Backyard ballistics: Australia's first DIY satellite
Fifty years after its launch aboard a NASA rocket, Australis OSCAR 5 stands as a monument to backyard ingenuity.
The year was 1965 and the United States and Soviet Union were joined in a space race by a new player. It was not a rising superpower, however, but a group of Australian university students.
Unlikely as it may seem now, this team of self-described nerds, ham radio operators and astronomy buffs appeared destined to build Australia’s first satellite: Australis OSCAR 5.
Among them was Peter Hammer, at the time, a bedroom electronic tinkerer.
The world's first artificial satellite, Sputnik 1, was designed by Soviet rocket scientists. The USA's first satellite, Explorer 1, was built in a missile base.
The first satellite Australia built, however, would be conceived in bedrooms and trialled on rooftops by teenagers and students in their 20s.
'It was very much a backyard satellite.'
AO5—as it is abbreviated—is an unassuming looking spacecraft.
An aluminium, rectangular box about 30-centimetres wide and less than 1.5-metres long, its most striking feature is its antennae, which are repurposed, steel measuring tape of the kind used by carpenters and bought in hardware stores.
Peter etched the satellite's copper circuit boards using a hobby technique involving ferric chloride and nail varnish. It was heat-tested in a share house oven and cold-tested in the freezer of Melbourne University's glaciology department.
Without government support, AO5’s components were ‘begged and borrowed’—its springs custom-made by a sympathetic Footscray factory owner and circuitry picked up in electronic stores which dotted the city at the time.
Owen Mace was 19 when he took on the unofficial role as AO5’s project manager. Like Peter, he was a member of the University of Melbourne’s astronautical society and radio club.
He says that the suburban nature of A05’s construction led to a number of technical innovations.
‘There was no manual.'
‘Neither the Russians nor the Americans were very forthcoming with technical details, they didn’t want the other side to learn their secrets.’
So the students had to proceed from first principles.
‘We had lots of grand ideas,’ Owen says.
‘But we realised that we would have to scale them back. So we did—and it resulted in some unique things.’
Among the problems that needed to be solved was how to stabilise AO5’s antennae in the tumble of space.
‘We had just done lectures in magnetism and we thought, ‘why can’t we use Earth’s magnetic field to stabilise Australis?,’ Owen says.
As it turned out, they could, and AO5 was the first satellite to do so, he says. It was also the first amateur satellite to be controlled remotely and further developed telemetry, or the signals used by satellites to communicate data.
Construction, of course, is only the first step in a satellite’s journey.

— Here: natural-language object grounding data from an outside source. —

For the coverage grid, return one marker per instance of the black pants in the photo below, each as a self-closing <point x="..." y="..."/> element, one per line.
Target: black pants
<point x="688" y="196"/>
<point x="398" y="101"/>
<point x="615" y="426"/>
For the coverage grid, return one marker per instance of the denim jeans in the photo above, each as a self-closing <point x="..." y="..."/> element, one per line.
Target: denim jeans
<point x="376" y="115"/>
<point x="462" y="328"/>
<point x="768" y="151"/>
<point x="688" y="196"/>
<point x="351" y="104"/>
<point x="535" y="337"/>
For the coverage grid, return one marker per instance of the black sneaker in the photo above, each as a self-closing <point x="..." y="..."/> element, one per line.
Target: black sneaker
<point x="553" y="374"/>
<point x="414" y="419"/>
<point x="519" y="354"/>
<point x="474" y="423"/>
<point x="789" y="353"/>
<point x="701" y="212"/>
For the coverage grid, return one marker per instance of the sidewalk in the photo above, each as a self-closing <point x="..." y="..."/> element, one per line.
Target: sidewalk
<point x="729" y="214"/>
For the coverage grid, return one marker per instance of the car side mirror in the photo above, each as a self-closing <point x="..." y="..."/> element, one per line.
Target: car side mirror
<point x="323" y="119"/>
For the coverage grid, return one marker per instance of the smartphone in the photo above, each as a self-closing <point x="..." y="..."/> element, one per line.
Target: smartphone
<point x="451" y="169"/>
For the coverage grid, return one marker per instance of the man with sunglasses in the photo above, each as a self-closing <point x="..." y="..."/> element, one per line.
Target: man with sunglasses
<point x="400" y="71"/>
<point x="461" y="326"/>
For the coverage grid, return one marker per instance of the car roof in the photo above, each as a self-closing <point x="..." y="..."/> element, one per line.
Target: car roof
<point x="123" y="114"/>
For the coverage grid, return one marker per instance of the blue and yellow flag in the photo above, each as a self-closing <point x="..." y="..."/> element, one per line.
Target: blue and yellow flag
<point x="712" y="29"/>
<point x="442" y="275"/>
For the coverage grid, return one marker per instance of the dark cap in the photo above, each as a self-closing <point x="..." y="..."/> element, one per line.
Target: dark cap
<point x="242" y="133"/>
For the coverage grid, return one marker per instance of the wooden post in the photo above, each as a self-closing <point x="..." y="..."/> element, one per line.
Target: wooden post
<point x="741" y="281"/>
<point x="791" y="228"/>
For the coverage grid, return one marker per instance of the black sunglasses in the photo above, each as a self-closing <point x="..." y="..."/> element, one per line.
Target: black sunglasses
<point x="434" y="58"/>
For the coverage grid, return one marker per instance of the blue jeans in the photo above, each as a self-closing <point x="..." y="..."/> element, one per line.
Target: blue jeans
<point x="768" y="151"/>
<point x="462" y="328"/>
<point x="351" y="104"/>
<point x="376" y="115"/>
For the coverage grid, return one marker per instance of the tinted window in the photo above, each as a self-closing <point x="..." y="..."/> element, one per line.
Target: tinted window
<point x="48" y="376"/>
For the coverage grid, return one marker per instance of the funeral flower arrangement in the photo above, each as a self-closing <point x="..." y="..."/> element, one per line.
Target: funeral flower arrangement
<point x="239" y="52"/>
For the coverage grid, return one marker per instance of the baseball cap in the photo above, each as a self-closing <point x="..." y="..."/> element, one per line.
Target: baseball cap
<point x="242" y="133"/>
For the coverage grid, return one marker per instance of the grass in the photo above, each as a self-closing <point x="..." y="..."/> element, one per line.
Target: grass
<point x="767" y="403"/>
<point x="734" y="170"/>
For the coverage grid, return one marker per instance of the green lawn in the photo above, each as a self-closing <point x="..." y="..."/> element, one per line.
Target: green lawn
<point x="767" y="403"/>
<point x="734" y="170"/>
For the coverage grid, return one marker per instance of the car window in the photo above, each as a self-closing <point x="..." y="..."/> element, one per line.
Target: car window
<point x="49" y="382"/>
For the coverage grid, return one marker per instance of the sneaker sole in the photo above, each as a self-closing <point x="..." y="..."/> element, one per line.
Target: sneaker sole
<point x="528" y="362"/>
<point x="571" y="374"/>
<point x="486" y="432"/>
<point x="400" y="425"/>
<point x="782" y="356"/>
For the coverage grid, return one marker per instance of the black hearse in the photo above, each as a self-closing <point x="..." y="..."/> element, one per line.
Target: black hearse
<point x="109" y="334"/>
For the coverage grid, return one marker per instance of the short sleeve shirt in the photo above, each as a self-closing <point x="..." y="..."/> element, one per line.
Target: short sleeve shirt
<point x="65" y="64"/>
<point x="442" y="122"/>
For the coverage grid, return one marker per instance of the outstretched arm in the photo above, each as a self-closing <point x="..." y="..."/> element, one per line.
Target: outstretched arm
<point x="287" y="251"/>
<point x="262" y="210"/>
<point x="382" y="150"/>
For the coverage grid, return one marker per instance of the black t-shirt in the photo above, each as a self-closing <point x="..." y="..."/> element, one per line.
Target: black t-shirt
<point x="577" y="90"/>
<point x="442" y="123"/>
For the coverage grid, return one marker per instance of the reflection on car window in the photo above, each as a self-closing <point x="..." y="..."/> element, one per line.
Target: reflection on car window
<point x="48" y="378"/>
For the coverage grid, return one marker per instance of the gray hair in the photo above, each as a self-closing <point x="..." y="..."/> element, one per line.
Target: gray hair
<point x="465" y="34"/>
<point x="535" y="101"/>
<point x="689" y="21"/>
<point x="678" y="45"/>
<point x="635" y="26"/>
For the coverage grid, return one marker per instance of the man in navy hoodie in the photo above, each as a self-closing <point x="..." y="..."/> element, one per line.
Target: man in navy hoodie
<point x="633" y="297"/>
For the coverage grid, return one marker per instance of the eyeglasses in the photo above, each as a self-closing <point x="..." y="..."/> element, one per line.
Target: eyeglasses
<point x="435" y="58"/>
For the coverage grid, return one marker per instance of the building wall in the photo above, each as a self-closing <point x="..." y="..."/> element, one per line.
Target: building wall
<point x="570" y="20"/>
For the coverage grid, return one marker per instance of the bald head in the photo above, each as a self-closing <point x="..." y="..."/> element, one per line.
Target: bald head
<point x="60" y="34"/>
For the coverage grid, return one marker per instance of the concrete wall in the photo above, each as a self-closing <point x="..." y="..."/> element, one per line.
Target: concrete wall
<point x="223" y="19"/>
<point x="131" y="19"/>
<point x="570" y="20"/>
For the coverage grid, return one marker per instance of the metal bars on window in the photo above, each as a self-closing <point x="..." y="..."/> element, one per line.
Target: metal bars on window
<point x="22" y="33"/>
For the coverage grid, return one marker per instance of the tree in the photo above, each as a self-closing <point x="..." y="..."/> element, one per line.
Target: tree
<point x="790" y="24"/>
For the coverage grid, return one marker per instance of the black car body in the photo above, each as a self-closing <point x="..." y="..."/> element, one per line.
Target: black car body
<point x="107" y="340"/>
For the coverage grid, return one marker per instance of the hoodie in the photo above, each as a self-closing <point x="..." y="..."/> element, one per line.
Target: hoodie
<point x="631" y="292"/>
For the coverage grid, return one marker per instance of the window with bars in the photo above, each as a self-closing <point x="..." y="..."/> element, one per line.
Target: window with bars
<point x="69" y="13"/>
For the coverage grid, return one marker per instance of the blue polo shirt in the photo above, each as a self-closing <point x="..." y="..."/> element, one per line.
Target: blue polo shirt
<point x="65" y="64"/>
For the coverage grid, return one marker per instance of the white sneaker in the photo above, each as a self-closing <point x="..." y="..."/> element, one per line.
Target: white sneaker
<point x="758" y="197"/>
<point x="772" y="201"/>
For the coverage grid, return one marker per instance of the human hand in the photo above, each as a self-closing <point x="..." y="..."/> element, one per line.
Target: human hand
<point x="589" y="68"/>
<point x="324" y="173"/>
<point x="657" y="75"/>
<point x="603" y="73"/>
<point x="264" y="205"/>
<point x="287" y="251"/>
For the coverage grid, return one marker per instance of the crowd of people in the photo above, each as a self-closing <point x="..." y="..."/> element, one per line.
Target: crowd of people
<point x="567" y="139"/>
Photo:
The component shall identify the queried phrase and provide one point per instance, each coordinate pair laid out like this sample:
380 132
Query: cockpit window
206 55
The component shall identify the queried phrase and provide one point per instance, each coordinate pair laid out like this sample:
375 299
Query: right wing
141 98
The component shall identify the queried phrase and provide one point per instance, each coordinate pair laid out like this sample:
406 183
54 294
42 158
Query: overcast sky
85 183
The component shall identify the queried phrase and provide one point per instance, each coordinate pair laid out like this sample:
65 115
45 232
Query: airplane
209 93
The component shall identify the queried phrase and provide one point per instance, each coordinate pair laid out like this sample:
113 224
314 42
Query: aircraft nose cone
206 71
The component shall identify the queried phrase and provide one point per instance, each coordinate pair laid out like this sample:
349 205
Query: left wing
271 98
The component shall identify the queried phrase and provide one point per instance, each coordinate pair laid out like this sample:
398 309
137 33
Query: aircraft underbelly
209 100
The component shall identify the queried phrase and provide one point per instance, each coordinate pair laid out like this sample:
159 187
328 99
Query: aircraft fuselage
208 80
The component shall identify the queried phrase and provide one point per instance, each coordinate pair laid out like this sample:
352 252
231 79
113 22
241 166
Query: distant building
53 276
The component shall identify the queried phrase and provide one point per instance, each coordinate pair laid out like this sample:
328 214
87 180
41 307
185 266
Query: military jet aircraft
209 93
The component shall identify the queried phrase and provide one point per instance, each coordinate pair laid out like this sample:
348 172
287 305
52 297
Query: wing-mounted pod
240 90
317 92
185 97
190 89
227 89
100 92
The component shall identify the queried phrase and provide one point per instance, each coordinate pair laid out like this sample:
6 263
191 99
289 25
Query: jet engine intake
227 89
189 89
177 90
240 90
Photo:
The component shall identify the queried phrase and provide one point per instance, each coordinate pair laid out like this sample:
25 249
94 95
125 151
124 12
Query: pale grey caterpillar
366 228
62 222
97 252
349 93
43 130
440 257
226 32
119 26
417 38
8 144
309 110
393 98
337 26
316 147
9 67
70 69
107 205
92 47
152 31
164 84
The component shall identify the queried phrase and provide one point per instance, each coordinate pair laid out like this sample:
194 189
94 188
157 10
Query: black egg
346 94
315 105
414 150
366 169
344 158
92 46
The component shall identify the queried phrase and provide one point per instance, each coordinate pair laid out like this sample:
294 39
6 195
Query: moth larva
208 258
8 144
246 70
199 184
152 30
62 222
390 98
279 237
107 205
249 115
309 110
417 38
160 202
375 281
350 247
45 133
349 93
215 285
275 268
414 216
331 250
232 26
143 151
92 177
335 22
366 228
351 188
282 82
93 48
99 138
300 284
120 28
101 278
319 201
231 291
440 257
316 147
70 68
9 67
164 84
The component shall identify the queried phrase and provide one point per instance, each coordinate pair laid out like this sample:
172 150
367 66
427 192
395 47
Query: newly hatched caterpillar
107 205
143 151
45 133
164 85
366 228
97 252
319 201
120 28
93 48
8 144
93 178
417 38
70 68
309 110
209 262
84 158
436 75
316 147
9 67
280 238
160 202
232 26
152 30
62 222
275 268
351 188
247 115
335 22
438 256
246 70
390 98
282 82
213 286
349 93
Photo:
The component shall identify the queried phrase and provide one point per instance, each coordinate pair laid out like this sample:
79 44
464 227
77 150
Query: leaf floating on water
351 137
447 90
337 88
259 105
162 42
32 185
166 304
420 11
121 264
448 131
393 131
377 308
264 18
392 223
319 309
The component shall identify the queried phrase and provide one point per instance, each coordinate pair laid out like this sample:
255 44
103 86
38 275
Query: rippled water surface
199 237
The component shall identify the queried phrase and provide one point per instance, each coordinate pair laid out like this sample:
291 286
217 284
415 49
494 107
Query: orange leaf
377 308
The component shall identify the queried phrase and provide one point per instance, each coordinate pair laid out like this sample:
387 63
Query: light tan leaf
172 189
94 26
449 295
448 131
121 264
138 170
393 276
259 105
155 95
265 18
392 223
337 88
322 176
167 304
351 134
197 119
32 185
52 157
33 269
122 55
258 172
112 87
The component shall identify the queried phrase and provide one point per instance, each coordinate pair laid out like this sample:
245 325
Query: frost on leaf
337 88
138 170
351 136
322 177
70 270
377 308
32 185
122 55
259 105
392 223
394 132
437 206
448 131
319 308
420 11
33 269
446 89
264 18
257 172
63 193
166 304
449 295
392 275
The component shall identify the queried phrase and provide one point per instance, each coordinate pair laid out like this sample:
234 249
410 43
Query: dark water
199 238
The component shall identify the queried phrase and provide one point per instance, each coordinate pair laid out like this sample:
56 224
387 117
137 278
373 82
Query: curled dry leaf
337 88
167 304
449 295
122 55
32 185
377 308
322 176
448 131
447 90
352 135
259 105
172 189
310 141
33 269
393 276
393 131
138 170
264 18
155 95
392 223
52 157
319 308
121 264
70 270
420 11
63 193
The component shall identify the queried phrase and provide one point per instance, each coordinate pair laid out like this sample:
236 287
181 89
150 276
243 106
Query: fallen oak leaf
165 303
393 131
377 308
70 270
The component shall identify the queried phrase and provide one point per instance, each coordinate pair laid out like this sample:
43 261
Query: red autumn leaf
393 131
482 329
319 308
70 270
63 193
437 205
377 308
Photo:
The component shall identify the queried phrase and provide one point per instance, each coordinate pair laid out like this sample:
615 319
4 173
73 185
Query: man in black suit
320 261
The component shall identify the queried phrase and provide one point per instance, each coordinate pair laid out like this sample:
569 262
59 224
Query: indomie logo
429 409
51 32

There’s also the getting it into space part.
A05 was originally planned to be launched in late 1966 by the United States Air Force as part of the Orbiting Satellite Carrying Amateur Radio project—or OSCAR— project.
Had everything gone according to plan, A05 would have been the first Australian satellite to reach space.
But OSCAR fell apart and, with it, AO5’s chances of a launch.
The satellite was shelved and the Australian government's Weapons Research Establishment satellite, WRESAT, pipped A05 to the post.
WRESAT was launched in November 1967 at Woomera, South Australia, and became the country’s first orbiting satellite.
Then, from the ashes of OSCAR, a new amateur radio satellite organisation was born—AMSAT, based near Washington D.C.
AO5 became its first project and on 23 January 1970, aboard a NASA Thor Delta rocketship, Australia's backyard satellite was launched.
For several weeks, AO5 was tracked by over 200 radio amateurs in 27 different countries.
Then, on 9 March 1970, it went silent, its batteries exhausted.
The students would go on to work in aeronautical industries, head university departments and build more satellites.
Fifty years on, some have retired, others passed away. But A05 continues its silent orbit.
‘It’s estimated lifetime in orbit is 100,000 years,’ Richard Tonkin, another of the A05 team, says.